Tool Use and Enhancements

  • Encourage models to use tools (e.g., web search) to mitigate limitations, such as hallucinations.

Cognitive Implications

  • Hallucinations: Models may invent information when uncertain.
  • Tokenization Limits: Spelling and counting tasks may fail due to tokenization quirks.
  • Encourage distributed thinking across tokens.

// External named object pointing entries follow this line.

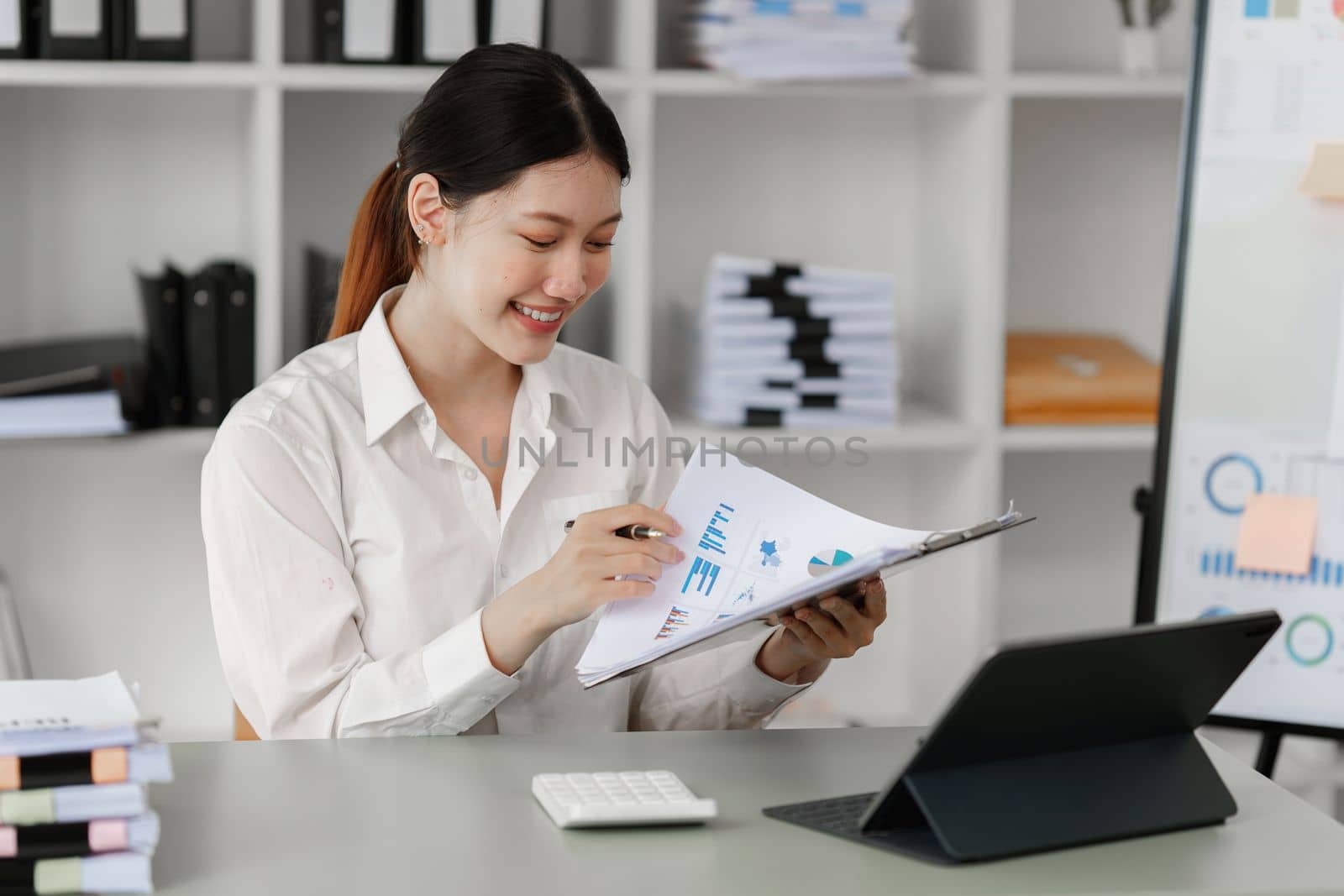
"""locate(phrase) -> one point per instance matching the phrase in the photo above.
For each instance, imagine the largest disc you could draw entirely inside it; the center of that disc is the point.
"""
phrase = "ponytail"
(381, 254)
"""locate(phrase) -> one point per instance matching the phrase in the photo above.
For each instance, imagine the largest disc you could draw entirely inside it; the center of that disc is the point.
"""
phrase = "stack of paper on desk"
(74, 763)
(803, 39)
(754, 546)
(796, 345)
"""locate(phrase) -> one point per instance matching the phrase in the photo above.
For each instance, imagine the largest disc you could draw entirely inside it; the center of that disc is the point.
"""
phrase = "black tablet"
(1058, 743)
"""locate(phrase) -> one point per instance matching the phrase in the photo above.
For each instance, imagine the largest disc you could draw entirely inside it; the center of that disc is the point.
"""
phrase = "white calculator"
(616, 799)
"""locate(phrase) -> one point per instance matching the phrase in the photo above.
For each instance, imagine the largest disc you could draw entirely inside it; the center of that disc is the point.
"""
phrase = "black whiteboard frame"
(1151, 540)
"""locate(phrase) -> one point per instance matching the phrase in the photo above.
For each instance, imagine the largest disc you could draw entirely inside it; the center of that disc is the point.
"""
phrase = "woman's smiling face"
(517, 264)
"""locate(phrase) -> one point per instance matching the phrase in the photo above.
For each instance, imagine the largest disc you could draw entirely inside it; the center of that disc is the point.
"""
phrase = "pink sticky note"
(1278, 533)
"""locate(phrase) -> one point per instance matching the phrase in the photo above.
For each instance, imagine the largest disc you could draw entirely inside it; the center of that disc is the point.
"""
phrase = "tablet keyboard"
(839, 815)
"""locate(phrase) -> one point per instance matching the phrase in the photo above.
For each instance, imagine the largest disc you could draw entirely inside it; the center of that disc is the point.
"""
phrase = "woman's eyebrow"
(566, 222)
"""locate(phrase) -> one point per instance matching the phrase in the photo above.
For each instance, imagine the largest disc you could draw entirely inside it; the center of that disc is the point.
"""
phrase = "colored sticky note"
(1324, 176)
(1278, 533)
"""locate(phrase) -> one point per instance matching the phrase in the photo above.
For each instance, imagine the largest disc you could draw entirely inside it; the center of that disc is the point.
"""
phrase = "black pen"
(633, 531)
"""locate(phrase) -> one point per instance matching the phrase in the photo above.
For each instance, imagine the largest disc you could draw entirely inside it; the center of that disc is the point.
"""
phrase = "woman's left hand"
(810, 638)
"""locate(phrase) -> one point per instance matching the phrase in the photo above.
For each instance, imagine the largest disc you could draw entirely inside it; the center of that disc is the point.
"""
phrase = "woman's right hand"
(582, 575)
(578, 579)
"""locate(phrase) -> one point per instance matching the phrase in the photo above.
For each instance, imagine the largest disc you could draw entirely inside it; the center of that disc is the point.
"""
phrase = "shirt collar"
(390, 394)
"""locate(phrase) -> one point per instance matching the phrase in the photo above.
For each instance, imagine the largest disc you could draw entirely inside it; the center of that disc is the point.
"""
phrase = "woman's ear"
(429, 217)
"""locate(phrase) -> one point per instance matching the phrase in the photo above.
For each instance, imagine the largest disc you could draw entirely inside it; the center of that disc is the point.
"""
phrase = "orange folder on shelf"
(1063, 379)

Reinforcement Learning (RL)

Motivation

  • Enable models to discover solutions through trial and error, akin to practicing problems.

RL Process

  • Generate multiple solutions to a problem and reinforce successful ones.
  • Reward models learn to simulate human judgments.

Emergent Behavior

  • Models develop "chains of thought," improving problem-solving abilities.

Future Directions

Multimodality

  • Integration of audio and images with text processing.

Extended Task Management

  • Development of AI agents capable of handling complex, long-term tasks.

Embedded Systems

  • More seamless integration in daily tools and environments.

Continuous Learning

  • Potential for models to learn and adapt during inference stages.

Finding LLMs

  • Use tools like ChatGPT, Google Gemini, DeepSeek R1 to explore different models and capabilities.

Conclusion

  • LLMs present immense potential but require careful handling due to their inherent limitations.
  • Use them as tools for augmentation, not replacement.

Recommended Resources

  • ElMira Leaderboard: Tracks top-performing models.
  • AI News Newsletter: Keeps updated on AI developments.
  • Together.AI and LM Studio: Platforms for exploring and running models locally.